Han insistido en lo mucho que me va a gustar el lugar elegido para pasar las vacaciones del mes de agosto. Cuando mis padres se ponen tan pesados con lo mucho que algo me va a agradar, es porqué es muy probable que no sea así. No me gustó la catequesis, ni las últimas colonias, ni la profe de este curso, ni otras cosas más que ellos decían que me iban a encantar. Lo único que me gusta es acudir dos veces por semana a la consulta de Julia. Por si acaso traigo una mochila llena de libros, mi gran pasión. Estamos circulando sobre un puente; por debajo pasa un río. En un letrero de color marrón he leído que es el Llobregat.

-¡Mira! –Grita mi madre girándose hacia atrás para reclamar mi atención. Está señalando hacia mi izquierda, en dirección a la ribera del río-. Un rebaño de ovejas.

Miro a través de la ventanilla mientras mi padre reduce la velocidad para que pueda ver bien ese montón de bichos sucios, con muchas moscas revoloteando a su alrededor. Dos perros les ladran haciéndoles cambiar la dirección de su marcha a un grupo de ellas que se alejaban del resto, manteniéndolas a todas agrupadas. No me parece un espectáculo, tal como mi madre insiste en hacerme ver.

-Desde luego, que soso eres –protesta ante mi desinterés y se gira en su asiento bruscamente, cruzando los brazos, como ofendida porque no me gusten las ovejas. Vuelvo a encender mi Nintendo; Súper Mario me parece más interesante.

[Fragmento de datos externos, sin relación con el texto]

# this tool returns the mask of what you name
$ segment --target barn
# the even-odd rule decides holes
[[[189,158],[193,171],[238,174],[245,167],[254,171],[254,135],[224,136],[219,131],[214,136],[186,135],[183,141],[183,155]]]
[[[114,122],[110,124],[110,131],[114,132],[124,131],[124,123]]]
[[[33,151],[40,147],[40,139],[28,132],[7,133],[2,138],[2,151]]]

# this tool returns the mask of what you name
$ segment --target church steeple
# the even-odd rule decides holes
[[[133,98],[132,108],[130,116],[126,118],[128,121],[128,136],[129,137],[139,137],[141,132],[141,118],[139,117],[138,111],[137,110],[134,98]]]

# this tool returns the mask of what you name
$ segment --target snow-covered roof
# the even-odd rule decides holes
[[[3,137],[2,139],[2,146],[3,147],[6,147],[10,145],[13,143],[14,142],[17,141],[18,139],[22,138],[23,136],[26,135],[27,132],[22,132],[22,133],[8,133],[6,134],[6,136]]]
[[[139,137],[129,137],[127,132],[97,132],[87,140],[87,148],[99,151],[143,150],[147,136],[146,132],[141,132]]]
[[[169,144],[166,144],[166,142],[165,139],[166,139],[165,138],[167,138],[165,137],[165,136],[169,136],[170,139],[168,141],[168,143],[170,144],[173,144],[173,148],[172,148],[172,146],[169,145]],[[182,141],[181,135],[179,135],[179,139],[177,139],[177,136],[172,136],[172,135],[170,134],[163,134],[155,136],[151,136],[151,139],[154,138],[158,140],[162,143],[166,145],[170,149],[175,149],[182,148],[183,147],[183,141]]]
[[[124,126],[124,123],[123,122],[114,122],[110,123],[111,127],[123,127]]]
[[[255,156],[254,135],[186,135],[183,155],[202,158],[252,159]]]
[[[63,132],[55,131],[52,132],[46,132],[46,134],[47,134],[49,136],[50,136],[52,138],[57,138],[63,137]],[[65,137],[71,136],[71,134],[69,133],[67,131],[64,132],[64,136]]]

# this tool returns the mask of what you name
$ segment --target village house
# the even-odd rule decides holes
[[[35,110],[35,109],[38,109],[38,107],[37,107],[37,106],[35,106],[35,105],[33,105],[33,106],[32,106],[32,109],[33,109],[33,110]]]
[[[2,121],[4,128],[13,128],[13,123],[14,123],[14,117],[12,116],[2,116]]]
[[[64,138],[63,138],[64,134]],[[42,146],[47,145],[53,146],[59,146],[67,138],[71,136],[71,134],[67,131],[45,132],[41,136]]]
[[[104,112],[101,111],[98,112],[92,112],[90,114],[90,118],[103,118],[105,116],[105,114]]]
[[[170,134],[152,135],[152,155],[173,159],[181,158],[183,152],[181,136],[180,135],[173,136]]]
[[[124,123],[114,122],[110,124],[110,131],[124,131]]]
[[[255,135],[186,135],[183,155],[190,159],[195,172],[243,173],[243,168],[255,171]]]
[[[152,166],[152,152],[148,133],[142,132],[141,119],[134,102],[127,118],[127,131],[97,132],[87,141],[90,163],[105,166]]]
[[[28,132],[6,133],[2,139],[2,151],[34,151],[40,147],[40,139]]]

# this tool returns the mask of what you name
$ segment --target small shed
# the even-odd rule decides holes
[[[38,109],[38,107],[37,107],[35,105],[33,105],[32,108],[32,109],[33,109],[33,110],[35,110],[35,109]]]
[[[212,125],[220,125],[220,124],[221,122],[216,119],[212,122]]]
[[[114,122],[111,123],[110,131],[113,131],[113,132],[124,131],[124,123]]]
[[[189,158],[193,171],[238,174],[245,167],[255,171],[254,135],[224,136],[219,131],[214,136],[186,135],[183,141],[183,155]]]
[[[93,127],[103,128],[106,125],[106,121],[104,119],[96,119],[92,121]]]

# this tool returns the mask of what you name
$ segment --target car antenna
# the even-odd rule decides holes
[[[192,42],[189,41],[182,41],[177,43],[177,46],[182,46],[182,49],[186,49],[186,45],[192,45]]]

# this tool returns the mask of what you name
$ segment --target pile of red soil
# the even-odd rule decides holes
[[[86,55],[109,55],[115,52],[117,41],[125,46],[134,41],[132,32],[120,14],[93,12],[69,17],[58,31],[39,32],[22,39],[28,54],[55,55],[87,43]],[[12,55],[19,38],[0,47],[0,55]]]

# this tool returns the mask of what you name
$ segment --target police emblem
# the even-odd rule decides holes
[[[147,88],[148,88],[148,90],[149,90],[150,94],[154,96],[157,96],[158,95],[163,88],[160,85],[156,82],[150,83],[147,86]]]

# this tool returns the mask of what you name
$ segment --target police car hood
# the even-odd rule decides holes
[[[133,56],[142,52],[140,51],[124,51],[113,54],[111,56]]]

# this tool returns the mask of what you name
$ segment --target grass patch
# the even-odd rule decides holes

Mis padres últimamente están muy nerviosos; discuten entre ellos y tienen poca paciencia conmigo. Julia que dirige un centro psico- pedagógico me dice que es normal, que tenga paciencia con ellos, porque es habitual que cuando una persona se queda sin trabajo, se vuelva más antipática y, como ella dice, irascible. Julia me cae muy bien. Me llevan a su consulta desde hace dos años, cuando se lo recomendó a mis padres la psicóloga de la escuela. Tengo un coeficiente intelectual muy por encima de la media y eso afecta a mi rendimiento, impidiendo que pueda seguir los cursos con normalidad. Gracias a Julia ahora hablo bien. Dice que mi cerebro piensa más deprisa de lo que soy capaz de hablar y eso hacía que hasta hace poco tartamudease. Ella me ha ayudado a controlarlo. Ella, y la lectura a la que dedico muchas más horas que a la consola. Leo de todo aunque siento predilección por los grandes filósofos y pensadores, clásicos y contemporáneos.

-Trata de ser agradable con el bisabuelo –me dice mi padre con ese tono de protector de familia que usa cuando vamos a ver a alguien con quien le gusta quedar bien, pretendiendo que parezcamos una familia ejemplar.

-Y no le importunes mucho –añade mi madre con tono más severo. Ella siempre le da la razón a mi padre, y él e siente orgulloso de ello-. Es muy mayor y no sabemos si le gustan los niños; tienes doce años y todavía no te conoce. Hace mucho que no venimos a visitarle.

-¿Y vosotros le gustáis? –curioseo.

-¿Por qué preguntas esa tontería? –me reprende mi madre.

-Porque me extraña mucho que en doce años no hayamos venido nunca a visitarle. ¿No queríais molestarle?

Silencio y miradas de reojo entre mis padres. Ninguno me lo aclara. Como respuesta, un simple “anda, cállate de una vez”. Lo hago y me concentro en terminar el último nivel de la última aventura de Super Mario que estrené anteayer. Empiezo a perder interés en la consola, cada vez acabo antes los juegos. La apago y me dedico a mirar el paisaje.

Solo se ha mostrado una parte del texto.